We likewise persevered to increase the poor’s access to effective and efficient justice by promulgating the Rule on Mandatory Legal Aid Service for Practicing Lawyers, which requires all practicing lawyers to render a minimum number of hours every year of free legal aid to indigents as a pre-condition to their continued good standing. Corollarily, the Court likewise approved the Rule on the Exemption from the Payment of Legal Fees of the Clients of the National Committee on Legal Aid (NCLA) and the Legal Aid Offices of the Local Chapters of the Integrated Bar of the Philippines.

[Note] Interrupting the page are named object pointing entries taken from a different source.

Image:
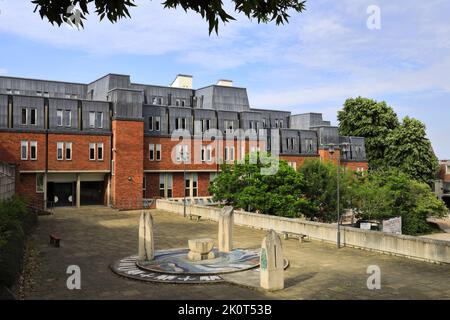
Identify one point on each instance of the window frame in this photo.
(100, 146)
(26, 116)
(23, 144)
(33, 144)
(59, 117)
(92, 146)
(59, 146)
(68, 146)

Furthermore, cognizant of the adage “[j]ustice delayed is justice denied,” the Court has gone to great lengths to decongest court dockets and expedite the resolution of cases. In 2008, for example, the Court promulgated the Rule of Procedure for Small Claims Cases to accelerate the resolution of civil cases involving the poor and the oppressed. In 2009, it promulgated the Special Rules of Court on Alternative Dispute Resolution to encourage and promote the use of ADR, specifically arbitration and mediation, as a means to de-clog the dockets of the courts.

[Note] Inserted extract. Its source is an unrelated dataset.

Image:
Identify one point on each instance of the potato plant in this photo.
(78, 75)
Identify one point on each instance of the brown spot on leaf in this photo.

The Court has also literally brought people to justice, and justice to the people, when it launched the Enhanced Justice on Wheels (EJOW) project. By April 2010, these mobile courtrooms have released 3,545 inmates, either because they were acquitted or they had served the maximum penalty for the crimes they were accused of. 5,606 cases have also been successfully mediated. 2,270 individuals have benefited from free legal aid, and 9,056 inmates have received medical and dental attention. Pursuant to my commitment to Chief Justice Puno to continue the EJOW, we launched the EJOW Project in Marikina last week. Before noon, 75 inmates had been released, 130 given medical and dental aid, 50 extended legal assistance, while 4 out of 4 cases considered were successfully mediated.

Indeed, the judiciary as empowered by the 1987 Constitution is certainly far from being benign. Indeed, it has become a misconception to say that it is the least powerful of all the branches of government because the judiciary can make a distinct and significant difference for the good, and in ways that directly impact on our people’s lives.

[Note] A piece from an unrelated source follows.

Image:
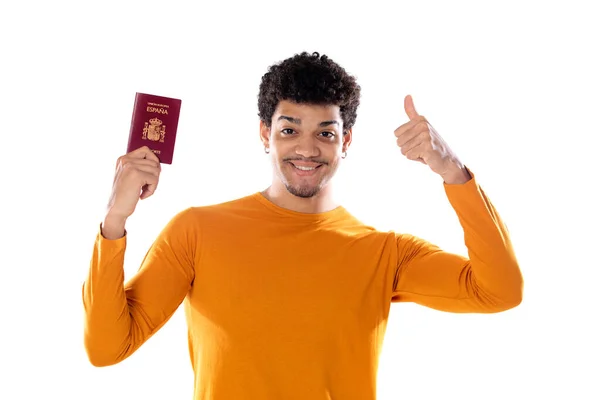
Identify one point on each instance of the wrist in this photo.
(456, 174)
(113, 226)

We hope to complete the construction of both the Manila and the Angeles Halls of Justice, both of which are designed as models courts. We are going to fully computerize all our courts from Bangui, Ilocos Norte, to Balut Island, Davao del Sur. Hopefully, these improvements in infrastructure and equipment will aid in creating a more efficient working environment for our court personnel. These reforms shall also be complemented by developments within the judicial system. Among the programs we intend to pay close attention to are the decentralization of functions of the Office of the Court Administrator and the strengthening of the integrity values in the Judiciary. The objective is to bring our courts closer to the people and make the judiciary more responsive and relevant to the needs of the court users.

In this light, and with all candor, I acknowledge that I have stepped into gigantic shoes. Former Chief Justice Puno, truly an intellectual aristocrat, has instituted far-reaching and significant judicial reforms whose consequences, without doubt, will resonate well into the future. However, as I pledged when I entered upon the duties of Chief Justice of the Supreme Court, I will serve with utmost fidelity to this call of public duty to serve God and country.

We shall not have a dormant judiciary in my watch. To be sure, a strong, competent, incorruptible and independent judiciary is the protector of our rights and liberties, and without doubt, the last bulwark of democracy. I shall thus continue the reforms we have begun, aim to improve the judiciary even further in every aspect possible, and strengthen the great institution of the Supreme Court. Certainly, much still remains to be done as the quest for fairness, justice and right is a never-ending pursuit. Mindful of the spectrum of public opinion, as well as the fact that I have more than eight years to serve our people, I say with all humility: let history be the inerrant judge of the Corona Court.

Thank you and a happy Independence Day to all of you. Mabuhay ang Pilipinas!